Many child care providers enjoy the wonder and amazement they watch their children experience during field trips, but these can also be very stressful times. Children can be quite unpredictable, and, let’s face it: there never seems to be enough adult chaperones to handle the chaos that can occur!
During the summer, these concerns are heightened by yet another uncontrollable force: the sun. Yes, the sun and its incredible heat! Here in the South, our days can easily reach over 90 degrees. In a parked vehicle, that temperature can quickly escalate, leading to potential hazardous situations.
After the recent tragedy in Georgia that made national headlines, perhaps many of you also saw the article circulating via social media sites about heatstroke and car deaths in children. Here’s an excerpt:
“What kind of person forgets a baby? The wealthy do, it turns out. And the poor, and the middle class. Parents of all ages and ethnicities do it. Mothers are just as likely to do it as fathers. It happens to the chronically absent-minded and to the fanatically organized, to the college-educated and to the marginally literate. In the last 10 years, it has happened to a dentist. A postal clerk. A social worker. A police officer. An accountant. A soldier. A paralegal. An electrician. A Protestant clergyman. A rabbinical student. A nurse. A construction worker. An assistant principal. It happened to a mental health counselor, a college professor and a pizza chef. It happened to a pediatrician. It happened to a rocket scientist.”

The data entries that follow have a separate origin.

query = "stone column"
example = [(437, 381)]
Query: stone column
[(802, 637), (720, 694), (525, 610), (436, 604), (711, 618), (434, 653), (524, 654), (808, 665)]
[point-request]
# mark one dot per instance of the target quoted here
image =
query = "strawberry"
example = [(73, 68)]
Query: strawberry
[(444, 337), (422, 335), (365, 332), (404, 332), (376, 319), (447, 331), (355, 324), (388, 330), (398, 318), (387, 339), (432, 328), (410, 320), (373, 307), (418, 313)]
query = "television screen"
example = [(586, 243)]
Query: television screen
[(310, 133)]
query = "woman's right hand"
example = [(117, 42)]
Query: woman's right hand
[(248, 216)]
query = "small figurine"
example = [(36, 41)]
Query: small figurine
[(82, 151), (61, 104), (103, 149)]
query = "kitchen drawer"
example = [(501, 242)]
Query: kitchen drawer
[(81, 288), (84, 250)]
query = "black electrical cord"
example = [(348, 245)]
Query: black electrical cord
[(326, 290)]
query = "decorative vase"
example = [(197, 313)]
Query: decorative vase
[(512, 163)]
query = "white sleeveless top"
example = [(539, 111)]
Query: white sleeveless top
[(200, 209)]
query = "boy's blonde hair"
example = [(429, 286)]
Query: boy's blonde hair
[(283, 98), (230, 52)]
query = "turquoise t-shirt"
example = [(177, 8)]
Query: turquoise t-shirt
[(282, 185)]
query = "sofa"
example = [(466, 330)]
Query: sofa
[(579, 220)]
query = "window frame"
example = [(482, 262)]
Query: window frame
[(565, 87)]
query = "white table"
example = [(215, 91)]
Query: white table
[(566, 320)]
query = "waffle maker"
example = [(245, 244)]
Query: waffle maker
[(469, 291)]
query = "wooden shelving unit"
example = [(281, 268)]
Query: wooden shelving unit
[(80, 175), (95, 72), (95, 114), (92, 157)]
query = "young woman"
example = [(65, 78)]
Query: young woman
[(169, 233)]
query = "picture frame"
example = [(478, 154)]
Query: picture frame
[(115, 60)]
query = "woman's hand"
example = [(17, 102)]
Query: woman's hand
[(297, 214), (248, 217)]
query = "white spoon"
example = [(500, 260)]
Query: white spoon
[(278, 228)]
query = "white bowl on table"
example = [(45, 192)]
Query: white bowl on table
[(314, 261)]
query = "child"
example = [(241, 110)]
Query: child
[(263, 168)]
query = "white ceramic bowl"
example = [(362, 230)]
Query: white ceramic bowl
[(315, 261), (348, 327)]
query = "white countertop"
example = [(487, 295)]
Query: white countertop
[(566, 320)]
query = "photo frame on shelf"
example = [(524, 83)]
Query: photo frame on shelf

While none of us want to admit it, the truth is, something like this could happen to us. However, being aware of the hazards and conscious of our actions can prevent a potentially fatal error.
All licensed child care providers are required to follow Alabama’s Minimum Standard’s for Day Care Centers, which include regulations for transporting children. These regulations require checklists for loading and unloading children. As a parent, you have the right to ask about and view these checklists too!
Here are some great tips for child care providers from The Administration for Children and Families and The Office of Child Care:
* Always make a habit of looking in the vehicle—front and back—before locking the door and walking away.
* Get in touch with designated family members if a child who is regularly in your care does not arrive as expected.
* Call 911 or your local emergency number immediately if you see a child alone in a hot vehicle. If he or she is in distress due to heat, get the child out as soon as possible and cool him or her down rapidly.
* Take Ray Ray’s voluntary pledge for providers and parents to make a commitment to working together to keep children safe.
In addition, visit the Safercars.gov website, which provides great prevention information that you can share with others. Together, we can all diligently prevent unnecessary vehicle deaths. Spread the word and educate others!